The orbital septum, together with the tarsus, represents the mesodermal layer of the embryonic eyelid fold. It is important as a surgical landmark and as the delineating structure between the orbit and the preseptal space. The two periosteal layers at the bony margin fuse and form a strong band, the arcus marginalis, of the septum. Fibers from the orbital fascia may also be found attached to the arcus. The septum forms an arch beneath the supraorbital notch and around the supratrochlear and infratrochlear nerves and vessels.

The septum fuses with the levator aponeurosis at varying levels, depending on the amount of fat in the preaponeurotic (postseptal) space.

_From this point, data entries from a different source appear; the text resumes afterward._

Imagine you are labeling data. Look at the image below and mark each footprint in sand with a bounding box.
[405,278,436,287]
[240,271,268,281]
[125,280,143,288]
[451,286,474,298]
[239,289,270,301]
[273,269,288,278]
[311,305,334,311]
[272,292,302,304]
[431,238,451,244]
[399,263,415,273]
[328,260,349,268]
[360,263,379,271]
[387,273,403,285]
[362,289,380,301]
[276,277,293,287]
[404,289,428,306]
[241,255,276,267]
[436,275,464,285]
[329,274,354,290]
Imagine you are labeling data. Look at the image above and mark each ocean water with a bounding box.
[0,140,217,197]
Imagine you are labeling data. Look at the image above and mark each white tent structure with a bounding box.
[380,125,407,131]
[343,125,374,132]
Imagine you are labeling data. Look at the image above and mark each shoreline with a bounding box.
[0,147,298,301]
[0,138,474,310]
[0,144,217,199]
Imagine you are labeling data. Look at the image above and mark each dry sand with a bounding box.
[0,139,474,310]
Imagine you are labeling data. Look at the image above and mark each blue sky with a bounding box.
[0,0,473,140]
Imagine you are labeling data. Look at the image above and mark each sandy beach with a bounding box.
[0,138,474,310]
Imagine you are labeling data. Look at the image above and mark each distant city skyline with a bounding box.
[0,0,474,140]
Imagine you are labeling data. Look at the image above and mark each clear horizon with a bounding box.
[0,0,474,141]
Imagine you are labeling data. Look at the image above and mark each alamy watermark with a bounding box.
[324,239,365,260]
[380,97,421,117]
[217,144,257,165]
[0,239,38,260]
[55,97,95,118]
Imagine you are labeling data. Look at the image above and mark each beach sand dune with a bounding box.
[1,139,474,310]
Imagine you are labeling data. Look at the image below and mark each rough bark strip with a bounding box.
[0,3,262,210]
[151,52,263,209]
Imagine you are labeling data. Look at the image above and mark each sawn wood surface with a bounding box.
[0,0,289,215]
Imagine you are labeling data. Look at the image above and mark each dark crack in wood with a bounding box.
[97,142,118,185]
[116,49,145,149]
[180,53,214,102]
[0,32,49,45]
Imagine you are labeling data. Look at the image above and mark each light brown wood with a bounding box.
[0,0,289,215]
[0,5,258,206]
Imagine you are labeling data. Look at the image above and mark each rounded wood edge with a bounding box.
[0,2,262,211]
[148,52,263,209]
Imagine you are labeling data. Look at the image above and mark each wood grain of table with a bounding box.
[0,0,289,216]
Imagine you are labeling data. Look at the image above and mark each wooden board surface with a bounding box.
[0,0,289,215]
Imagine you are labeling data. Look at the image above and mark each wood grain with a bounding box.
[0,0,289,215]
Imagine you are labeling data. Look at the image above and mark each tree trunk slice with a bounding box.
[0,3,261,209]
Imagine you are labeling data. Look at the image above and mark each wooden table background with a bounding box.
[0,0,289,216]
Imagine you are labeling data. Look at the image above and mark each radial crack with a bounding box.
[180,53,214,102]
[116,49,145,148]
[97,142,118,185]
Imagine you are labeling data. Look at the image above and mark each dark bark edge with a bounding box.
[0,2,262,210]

Most frequently, this occurs ~ 10 mm above the eyelid margin (Fig. 2-16). In the lower eyelid, the septum attaches to the lower margin of the tarsus and, except for a short distance from its attachment to the tarsus, is separated from the aponeurosis of the capsulopalpebral head by preaponeurotic fat.

Medially and below, the septum attaches to the spine (lacrimal tubercle) at the lower end of the anterior lacrimal crest. It then turns posteriorly behind the muscle attachments on the posterior lacrimal crest to become part of the upper orbital septum. Laterally, the septum dips posteriorly to the lateral canthal tendon where it loses its identity by fusion with the canthal tendon and the lateral horn of the levator aponeurosis.

RETRACTORS OF THE EYELIDS

The retractors of the eyelid serve to open the palpebral fissure to allow the eye to appreciate a wide visual field. Duke-Elder classified the orbital muscles as (a) extrinsic orbital muscle, (b) striated muscles of the eyelids, and (c) nonstriated orbital and periorbital muscles. A more practical description of these muscles of the eyelids would be to divide them into the upper and lower eyelid “retractors.”